Researchers have explored the circadian clock and found an unexpected role for the clock gene CRY-1 in prostate cancer progression.
Prostate cancer is the second leading cause of cancer death in men in the US. The first-line therapy for patients with disseminated disease targets the androgen receptor (AR). Although initially effective, these targeted therapies often lead to recurrent castration-resistant prostate cancer (CRPC), where there is no durable cure. CRPC remains largely AR-dependent due to aberrant reactivation of AR through multiple different mechanisms. Therefore, there is an urgent need to develop new strategies to enhance and/or act in concert with AR-targeted therapy. Recent findings have highlighted the potential of leveraging AR-dependent DNA repair. For example, a recent clinical study revealed that tumours with pathogenic DNA repair factor alterations responded more favourably than those with no detectable DNA repair alterations to androgen depleting strategies.

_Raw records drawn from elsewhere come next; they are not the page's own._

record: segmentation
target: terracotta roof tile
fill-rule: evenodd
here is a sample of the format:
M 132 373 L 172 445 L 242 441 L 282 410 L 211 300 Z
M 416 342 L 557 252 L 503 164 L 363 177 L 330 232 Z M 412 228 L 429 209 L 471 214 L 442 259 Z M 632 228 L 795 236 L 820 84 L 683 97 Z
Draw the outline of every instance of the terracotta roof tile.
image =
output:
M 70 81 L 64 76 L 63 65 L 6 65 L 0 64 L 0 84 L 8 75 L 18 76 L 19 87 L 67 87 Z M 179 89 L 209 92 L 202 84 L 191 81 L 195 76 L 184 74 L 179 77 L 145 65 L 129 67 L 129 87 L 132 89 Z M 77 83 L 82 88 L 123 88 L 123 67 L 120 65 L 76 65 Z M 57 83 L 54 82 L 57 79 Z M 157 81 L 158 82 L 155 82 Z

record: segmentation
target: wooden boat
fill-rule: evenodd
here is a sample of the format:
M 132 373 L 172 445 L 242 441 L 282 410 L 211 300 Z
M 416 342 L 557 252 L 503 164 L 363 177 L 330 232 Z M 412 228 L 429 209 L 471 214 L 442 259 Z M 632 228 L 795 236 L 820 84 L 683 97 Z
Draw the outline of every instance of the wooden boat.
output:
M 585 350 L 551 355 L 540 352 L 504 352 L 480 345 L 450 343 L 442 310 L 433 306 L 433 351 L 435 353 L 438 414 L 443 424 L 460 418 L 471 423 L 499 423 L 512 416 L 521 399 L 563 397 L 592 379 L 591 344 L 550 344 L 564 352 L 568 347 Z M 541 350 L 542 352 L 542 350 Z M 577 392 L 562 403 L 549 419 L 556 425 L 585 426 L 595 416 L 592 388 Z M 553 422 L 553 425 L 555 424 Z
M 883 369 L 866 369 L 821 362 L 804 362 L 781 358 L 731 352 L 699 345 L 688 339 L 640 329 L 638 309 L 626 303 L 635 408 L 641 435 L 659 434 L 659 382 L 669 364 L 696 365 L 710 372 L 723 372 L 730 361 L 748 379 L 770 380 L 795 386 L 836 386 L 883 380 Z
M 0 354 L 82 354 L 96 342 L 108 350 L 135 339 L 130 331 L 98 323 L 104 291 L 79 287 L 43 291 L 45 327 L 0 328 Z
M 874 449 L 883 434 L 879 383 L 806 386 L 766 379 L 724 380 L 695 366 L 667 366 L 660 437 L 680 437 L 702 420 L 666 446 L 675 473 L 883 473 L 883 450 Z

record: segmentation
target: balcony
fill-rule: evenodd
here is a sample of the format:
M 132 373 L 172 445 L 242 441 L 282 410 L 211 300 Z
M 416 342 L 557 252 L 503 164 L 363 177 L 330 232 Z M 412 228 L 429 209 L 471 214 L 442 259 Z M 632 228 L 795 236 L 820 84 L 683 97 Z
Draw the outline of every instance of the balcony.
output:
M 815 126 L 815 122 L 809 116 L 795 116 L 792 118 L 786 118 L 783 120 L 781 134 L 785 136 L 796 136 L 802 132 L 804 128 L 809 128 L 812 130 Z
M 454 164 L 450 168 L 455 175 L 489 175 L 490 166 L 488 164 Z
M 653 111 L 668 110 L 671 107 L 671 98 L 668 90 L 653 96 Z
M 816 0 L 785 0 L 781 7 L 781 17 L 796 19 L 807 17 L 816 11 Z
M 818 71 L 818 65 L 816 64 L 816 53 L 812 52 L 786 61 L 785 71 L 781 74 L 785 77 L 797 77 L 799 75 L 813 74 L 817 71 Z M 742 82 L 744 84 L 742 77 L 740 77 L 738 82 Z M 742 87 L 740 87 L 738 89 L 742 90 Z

Role of the circadian clock
In this study, published in Nature Communications, from analyses of advanced prostate cancer, researchers unexpectedly identified CRY1 as a tumour specific, AR-mediated, critical effector of DNA repair. CRY1 is a transcriptional coregulator associated with the circadian clock. Disruption in circadian rhythm, such as jet lag, shift work, sleep disruption and suppression of melatonin, can increase risk of prostate, breast and colon cancers. Loss of circadian control is also associated with poor efficacy of anticancer treatment and early mortality.
The team found that CRY1 expression was associated with poor outcomes in prostate cancer patients. They found that CRY-1 was induced by the AR in prostate tumour tissue obtained from patients. This explains, at least in part, the high levels of CRY-1 found in human disease. Functional studies and mapping of the CRY1 cistrome and transcriptome revealed that CRY1 regulates DNA repair and the G2/M transition. DNA damage appeared to stabilise CRY1 in cancer, which was critical for efficient DNA repair. The findings suggest that CRY-1 may offer a protective effect against damaging therapies.
Dr Shafi Ayesha, first author, stated:
“The fact that CRY-1 is elevated in late-stage prostate cancer may explain why androgen-targeting treatments become ineffective at those later stages.
It also tells us that if a tumour has high levels of CRY-1, DNA repair targeting treatments may be less effective for them.”
The team are now looking to explore how best to target and block CRY-1 and what other existing therapies may work synergistically to hinder DNA repair in prostate cancer cells.